The Government has awarded the contract of overhauling of Two Sri Lanka Air Force Special Transport Squadron (VVIP) helicopters to a Lithuanian company in a controversial deal with the approval of the Cabinet appointed procurement committee, informed sources revealed.
Two Sri Lanka Air Force Special Transport Squadron (VVIP) helicopters are to be handed over to an unqualified helicopter repairing company in Lithuania for repair, international reports divulged.
The two helicopters SMH-4419 MI 171E and SMH-4429 MI 171 E have been awarded the lowest bid under tender number 18 / fr / m.17 / 10/1 to a Lithuanian company.
The Russian-made choppers were purchased by the Sri Lankan government under a loan scheme in 2013, where 14 helicopters had been procured. Two of them, the MI 171E SMH-4418 and SMH-4419 were used by the Special VIP Transport Squadron.
Reports revealed that repairs to such choppers require a quality assurance certificate (mil bishin bureau) but this particular company does not have such a certificate, reports revealed.
Earlier, it was reported that although the relevant quality assurance was required for the repair of such helicopters, but later removed that qualification and the SMH-4418 MI 171 E helicopter was handed over to the company for repair.

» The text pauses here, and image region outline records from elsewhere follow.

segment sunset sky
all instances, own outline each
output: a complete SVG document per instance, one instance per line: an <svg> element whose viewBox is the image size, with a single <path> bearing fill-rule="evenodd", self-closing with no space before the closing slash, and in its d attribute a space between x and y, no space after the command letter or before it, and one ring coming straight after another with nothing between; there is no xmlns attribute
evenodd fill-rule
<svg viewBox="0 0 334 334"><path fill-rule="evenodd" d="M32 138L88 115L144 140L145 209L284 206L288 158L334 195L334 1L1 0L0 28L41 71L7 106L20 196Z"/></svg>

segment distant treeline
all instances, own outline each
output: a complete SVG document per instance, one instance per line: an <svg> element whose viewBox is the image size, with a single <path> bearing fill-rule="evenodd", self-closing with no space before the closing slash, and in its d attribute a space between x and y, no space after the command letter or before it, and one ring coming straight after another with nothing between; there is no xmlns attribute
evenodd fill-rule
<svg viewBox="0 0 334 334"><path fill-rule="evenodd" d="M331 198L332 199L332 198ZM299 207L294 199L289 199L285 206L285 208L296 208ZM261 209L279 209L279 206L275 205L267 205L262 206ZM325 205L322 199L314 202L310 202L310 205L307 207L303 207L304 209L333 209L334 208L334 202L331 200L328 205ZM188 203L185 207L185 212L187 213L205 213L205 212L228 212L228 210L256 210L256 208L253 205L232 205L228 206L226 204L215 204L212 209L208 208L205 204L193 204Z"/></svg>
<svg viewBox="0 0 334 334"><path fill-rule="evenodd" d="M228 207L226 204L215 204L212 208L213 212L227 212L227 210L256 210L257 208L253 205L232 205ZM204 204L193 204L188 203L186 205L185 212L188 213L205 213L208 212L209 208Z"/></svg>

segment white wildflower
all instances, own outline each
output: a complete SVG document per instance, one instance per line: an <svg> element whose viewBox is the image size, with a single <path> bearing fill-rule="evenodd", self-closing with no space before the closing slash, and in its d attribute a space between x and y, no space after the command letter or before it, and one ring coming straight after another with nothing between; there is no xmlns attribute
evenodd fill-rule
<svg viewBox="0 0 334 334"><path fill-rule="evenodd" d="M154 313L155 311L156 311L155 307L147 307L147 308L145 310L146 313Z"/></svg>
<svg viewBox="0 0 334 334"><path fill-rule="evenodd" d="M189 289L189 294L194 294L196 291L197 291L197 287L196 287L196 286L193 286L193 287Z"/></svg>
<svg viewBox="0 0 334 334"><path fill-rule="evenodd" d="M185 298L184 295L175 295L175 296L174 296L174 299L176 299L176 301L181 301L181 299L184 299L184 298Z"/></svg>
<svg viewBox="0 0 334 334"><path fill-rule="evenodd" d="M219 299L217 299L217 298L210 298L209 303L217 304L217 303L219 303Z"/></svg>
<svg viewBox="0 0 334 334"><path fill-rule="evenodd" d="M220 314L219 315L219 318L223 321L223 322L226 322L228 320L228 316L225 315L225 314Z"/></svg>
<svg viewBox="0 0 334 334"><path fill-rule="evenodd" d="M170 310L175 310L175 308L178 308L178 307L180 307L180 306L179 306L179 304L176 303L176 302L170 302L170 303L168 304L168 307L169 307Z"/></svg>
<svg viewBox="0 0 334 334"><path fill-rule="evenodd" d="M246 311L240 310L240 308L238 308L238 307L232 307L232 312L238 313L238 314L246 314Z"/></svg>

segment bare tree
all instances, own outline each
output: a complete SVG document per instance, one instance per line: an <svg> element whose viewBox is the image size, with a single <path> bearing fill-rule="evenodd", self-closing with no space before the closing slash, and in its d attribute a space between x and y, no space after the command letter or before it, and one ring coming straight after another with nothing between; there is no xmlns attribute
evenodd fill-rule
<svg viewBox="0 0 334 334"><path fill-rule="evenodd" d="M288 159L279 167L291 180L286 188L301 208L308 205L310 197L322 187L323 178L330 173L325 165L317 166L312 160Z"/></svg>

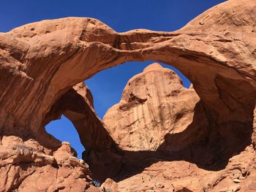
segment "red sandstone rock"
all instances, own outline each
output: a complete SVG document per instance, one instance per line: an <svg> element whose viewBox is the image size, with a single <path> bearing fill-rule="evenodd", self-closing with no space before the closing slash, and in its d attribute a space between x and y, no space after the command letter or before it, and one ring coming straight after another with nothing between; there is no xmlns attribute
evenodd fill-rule
<svg viewBox="0 0 256 192"><path fill-rule="evenodd" d="M45 132L45 123L60 112L69 116L82 143L92 149L86 155L91 167L108 161L100 167L105 167L102 177L111 172L120 191L254 191L255 18L255 0L230 0L174 32L117 33L95 19L69 18L0 33L1 191L99 190L92 186L87 166L72 156L68 145ZM143 151L116 149L91 109L91 98L84 99L86 93L72 88L101 70L145 60L173 64L189 78L204 109L202 113L195 108L194 116L206 116L208 124L200 141L175 153L148 145L140 145ZM71 105L63 102L69 99ZM55 111L59 104L65 107ZM190 125L197 123L193 119ZM85 125L86 130L82 128ZM98 126L99 131L94 132ZM129 148L129 142L113 137L119 146ZM161 141L155 143L158 146ZM187 172L189 166L193 176ZM97 177L100 172L95 169ZM151 171L145 173L146 169ZM150 177L154 170L161 183L138 184L138 178L133 179L140 174ZM163 176L164 170L169 170L169 177ZM235 179L241 183L235 183Z"/></svg>
<svg viewBox="0 0 256 192"><path fill-rule="evenodd" d="M104 126L122 150L181 150L205 136L203 108L197 107L200 117L194 115L199 100L174 72L153 64L129 80L120 102L106 112Z"/></svg>

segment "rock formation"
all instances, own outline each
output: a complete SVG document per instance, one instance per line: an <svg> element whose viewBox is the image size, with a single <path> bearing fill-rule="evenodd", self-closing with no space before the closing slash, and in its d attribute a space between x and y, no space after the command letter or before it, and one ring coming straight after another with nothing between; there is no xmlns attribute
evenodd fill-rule
<svg viewBox="0 0 256 192"><path fill-rule="evenodd" d="M121 101L106 112L104 126L122 150L181 150L200 141L208 126L199 100L174 72L153 64L129 80ZM194 116L197 103L200 117Z"/></svg>
<svg viewBox="0 0 256 192"><path fill-rule="evenodd" d="M86 164L72 156L75 153L69 145L45 130L47 122L63 113L73 122L81 142L91 149L84 156L91 167L110 157L103 174L109 176L108 169L118 183L109 182L109 186L131 189L135 185L127 183L136 183L134 177L151 170L148 177L157 178L152 174L156 170L161 180L172 183L174 191L255 191L255 0L230 0L174 32L117 33L96 19L68 18L0 33L1 190L99 190L92 186ZM198 133L203 138L192 139L175 153L173 135L169 139L172 149L165 151L166 145L158 147L162 134L156 135L162 139L152 145L138 141L138 145L129 142L126 145L108 128L116 146L95 115L90 97L85 99L86 94L72 88L101 70L146 60L172 64L185 74L200 98L193 116L207 119L206 132ZM127 104L130 96L124 97ZM195 123L193 119L189 125L196 127ZM95 127L99 128L94 131ZM169 169L171 176L164 174L165 167L176 164L181 171L173 168ZM110 169L111 165L116 168ZM186 167L195 171L183 172L189 169ZM97 176L95 169L91 172ZM154 188L165 191L165 182L156 183ZM149 184L139 187L152 188Z"/></svg>

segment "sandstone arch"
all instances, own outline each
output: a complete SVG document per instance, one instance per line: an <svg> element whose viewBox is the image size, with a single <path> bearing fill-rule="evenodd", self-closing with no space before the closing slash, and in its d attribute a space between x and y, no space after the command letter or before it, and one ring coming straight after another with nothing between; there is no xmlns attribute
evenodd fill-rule
<svg viewBox="0 0 256 192"><path fill-rule="evenodd" d="M145 60L172 64L183 72L216 127L238 122L252 132L255 18L255 1L230 0L174 32L117 33L95 19L68 18L1 33L1 136L48 141L43 145L53 153L59 143L43 126L53 104L97 72Z"/></svg>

Generally, Russia or Ukraine bid for repairs of such helicopters at a cost of US$ 2.5-2.8 million and questions have been raised over the handing over of two VVIP aircraft owned by Sri Lanka to a Lithuanian company for overhauling purposes.
The Sunday Morning reported that the Lithuanian company had submitted the lowest bid under tender no. 18/ fr/m.17/10/1 to overhaul the two aircraft, SHM-4419 MI-174E and SMH-4429 MI-171E.
According to Sri Lanka Air Force (SLAF) sources, the decision had been taken by a Cabinet-Appointed Procurement Committee (CAPC) and the process had been carried out for nearly two years before it was finalised recently.
The two aircrafts have already been handed over for the overhauling processes and the Lithuanian company had fulfilled all required quality assurances needed for overhauling processes, SLAF said.